Tratar casos similares de modo similar esbarra em crenças e culturas que tratam semelhantes de modo desigual (mulheres, negros, homossexuais, os “infiéis” nas culturas islâmicas, por exemplo). O consenso que ultrapassa fronteiras é próprio da cultura liberal ocidental dos últimos duzentos anos.
Na França proibiu-se a vestimenta muçulmana para mulheres, sem consenso até mesmo na Europa. É perigoso considerar que uma cultura é superior a outra (colonialismo, nazismo, etc.), mesmo porque não se trata de casos nos quais há uma verdade a ser aceita, não há um consenso acima da história para julgar quais são os procedimentos corretos.

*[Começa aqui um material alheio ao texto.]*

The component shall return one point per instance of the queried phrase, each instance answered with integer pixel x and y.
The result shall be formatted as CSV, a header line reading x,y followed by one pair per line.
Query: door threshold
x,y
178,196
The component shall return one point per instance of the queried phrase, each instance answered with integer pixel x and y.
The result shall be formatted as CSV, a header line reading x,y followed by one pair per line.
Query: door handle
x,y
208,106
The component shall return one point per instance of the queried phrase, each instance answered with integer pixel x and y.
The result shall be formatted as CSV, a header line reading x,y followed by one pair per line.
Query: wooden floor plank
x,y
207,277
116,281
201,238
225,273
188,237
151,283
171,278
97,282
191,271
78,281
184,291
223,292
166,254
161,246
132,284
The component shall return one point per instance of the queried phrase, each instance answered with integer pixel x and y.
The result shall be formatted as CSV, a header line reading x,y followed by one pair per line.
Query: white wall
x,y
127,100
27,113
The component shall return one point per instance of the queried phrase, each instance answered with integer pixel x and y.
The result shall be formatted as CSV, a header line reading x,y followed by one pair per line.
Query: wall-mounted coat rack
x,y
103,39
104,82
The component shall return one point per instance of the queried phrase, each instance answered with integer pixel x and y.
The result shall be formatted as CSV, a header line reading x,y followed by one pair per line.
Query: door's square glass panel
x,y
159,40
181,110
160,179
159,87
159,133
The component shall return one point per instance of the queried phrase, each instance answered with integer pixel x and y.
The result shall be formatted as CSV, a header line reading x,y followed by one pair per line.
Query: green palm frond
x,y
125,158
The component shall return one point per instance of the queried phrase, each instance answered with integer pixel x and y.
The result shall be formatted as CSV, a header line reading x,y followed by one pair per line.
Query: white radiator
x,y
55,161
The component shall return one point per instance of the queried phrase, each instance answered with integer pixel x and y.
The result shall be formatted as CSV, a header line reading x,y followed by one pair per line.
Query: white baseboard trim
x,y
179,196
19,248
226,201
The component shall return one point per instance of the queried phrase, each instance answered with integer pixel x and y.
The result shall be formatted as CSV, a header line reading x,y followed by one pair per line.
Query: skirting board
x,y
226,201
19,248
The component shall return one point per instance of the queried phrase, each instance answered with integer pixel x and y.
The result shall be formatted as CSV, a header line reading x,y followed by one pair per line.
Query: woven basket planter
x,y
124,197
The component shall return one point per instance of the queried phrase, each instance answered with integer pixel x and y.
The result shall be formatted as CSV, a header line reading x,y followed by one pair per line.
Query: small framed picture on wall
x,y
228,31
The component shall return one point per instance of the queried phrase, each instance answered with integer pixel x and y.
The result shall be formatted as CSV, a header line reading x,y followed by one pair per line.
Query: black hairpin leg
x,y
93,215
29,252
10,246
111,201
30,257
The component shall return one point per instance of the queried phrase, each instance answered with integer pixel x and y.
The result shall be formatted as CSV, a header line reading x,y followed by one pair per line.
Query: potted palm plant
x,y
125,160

Para Rawls, e Rorty concorda com ele, os princípios brotam de práticas que comunidades criaram e sobre as quais há acordo. É sempre preferível buscar o acordo e o consenso, pois eles podem evitar a ameaça e imposição pela força. Deve ser possível justificar demandas de acordo com princípios razoavelmente aceitos por uma comunidade, com os quais outras comunidades podem concordar.
E Rorty vai além, é possível construir novas identidades morais, alargar a lealdade com um grupo formado por grupos menores. Lealdade e justiça se combinam, argumentos racionais e o compartilharmento de valores e ideais dos outros, próximos ou distantes, isso pode levar a concluir que o outro tem suas razões e almeja objetivos parecidos, que ele é confiável. Razão e sentimento são complementares e não dicotômicos. Supor que os outros são razoáveis, significa que podemos compartilhar também de seus desejos e crenças. Se não há meios de entender ou compartilhar tais desejos e crenças, então é provável que a força e a violência entrem em cena.
Mas exigir que o outro seja razoável em questões em que nós somos razoáveis, é apelar excessivamente para um critério em que a autoridade é a Razão, leia-se razão ocidental. Tolerância, respeito aos direitos da mulher, dos homossexuais, seria tanto mais valioso quanto ficasse claro que são da cultura ocidental moderna. Ótimo se outras culturas forem abertas, mas melhor ainda é ser etnocêntrico, isto é, levar em conta a diversidade cultural e adotar práticas liberais, as únicas que melhoram as relações entre povos e culturas.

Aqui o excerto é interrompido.